Current screening tools available for identifying patients with advanced progressive disease who may require PC in primary care settings are rather limited [11]. Accurate estimation of prognosis is informative to provide an optimal plan for treatment and EOL care in patients with advanced cancer.10,11 It can also relieve patient and career anxiety about the uncertainty of prognosis.12 The surprise question (SQ) is widely used for predicting mortality within 6 months.
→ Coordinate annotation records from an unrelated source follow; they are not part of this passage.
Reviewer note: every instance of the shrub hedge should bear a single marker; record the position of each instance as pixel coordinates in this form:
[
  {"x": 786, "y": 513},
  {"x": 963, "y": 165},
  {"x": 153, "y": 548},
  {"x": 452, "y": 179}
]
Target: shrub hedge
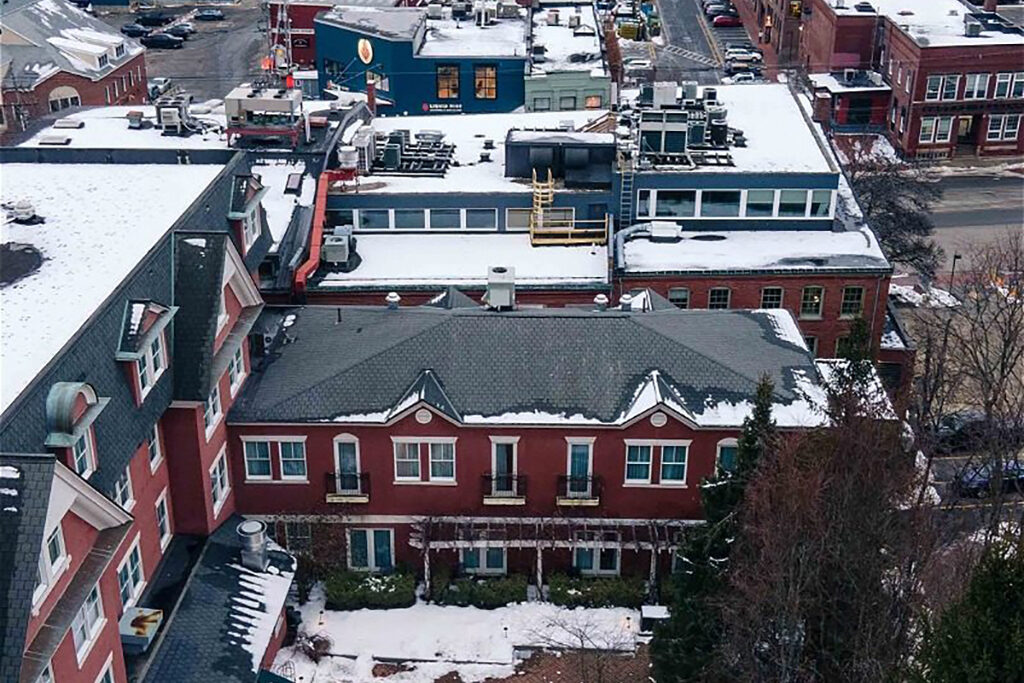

However, there was a wide degree of accuracy (0.51 to 0.82), and it seems subjective and more accurate in an oncology setting than others [12]. Though the functional status assessment tools, such as Karnofsky Performance Score, and the simplified Eastern Cooperative Oncology Group (ECOG) Performance Score, are widely used for screening, they lack accurate predicting ability or some are limited to advanced cancer in past reports.13–15 However, the ability of current screening tools to identify PC needs in primary care was still limited in the previous study [11]. Non-oncologist or non-hospice specialists cannot early identify the EOL and initiate PC. It should be noted that the previous study has shown a clinician-oriented communication strategy significantly bolstered the documentation of care objectives in hospitalized elderly patients with severe conditions [13].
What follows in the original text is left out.